A weekend away.
In the UK you’re never more than 70 miles from the coast (Coton in the Elms) sat here in the middle of Worcestershire, what that means, is you’re actually about 8 hours away from the seaside – and childhood trauma…
Luckily, it’s 2017, the Triumph Herald with its leaky roof and slightly too many holes in the floor are long gone, so a blast to Aberystwyth is possible in a couple of hours. Cutting through the twisty roads, the trip is actually rather nice, along the way you start to appreciate this rather spectacular country we live in. Worcestershire is beautiful, but once you reach the border and further into mid-Wales, the scenery changes. The hills climb and build into mountains, horses turn in to sheep, and finally the sheep turn into fields of slate.
As you near the coast the air changes, you can smell the sea (which we recently learned was an actual smell caused by the break down of algae) and the familiar site of the town is set before you. As we set to explore and find food, it became apparent, Aberystwyth has been working hard since my last visit as a child. The buildings on the front have been maintained beautifully, the promenade clean and busy there wasn’t much sign of the student population, possibly because they had not yet returned from Christmas – but it was clear their influence and money was here.

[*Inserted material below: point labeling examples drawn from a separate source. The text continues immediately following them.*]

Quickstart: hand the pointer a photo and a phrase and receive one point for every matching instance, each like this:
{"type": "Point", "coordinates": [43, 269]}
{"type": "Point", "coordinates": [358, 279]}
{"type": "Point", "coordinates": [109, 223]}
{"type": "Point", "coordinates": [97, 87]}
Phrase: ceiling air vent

My one abiding memory of the sea front at Aberystwyth had always been the public toilets… specifically for the ‘no spitting – consumption sign’. It’s funny what you remember. I wanted to find someone to ask about this, as google still refuses, it came as a shock to find the building converted to a small fish place – it was shut by the time we located it, so Pysgoty if you occupy the old Victorian loos, please let me know if you kept the signs!
Following on from the famous promenade we found just slightly off the beaten track a series of dunes in an area called, Ynyslas Sand Dunes if you can imagine a set from a movie, that has been filmed then rendered back into 3D this is what Ynyslas was like. It was both surreal, and late…
The journey home was quicker than expected, the mountains turned back to pavements and sheep to corner shops… a return visit shall be planned.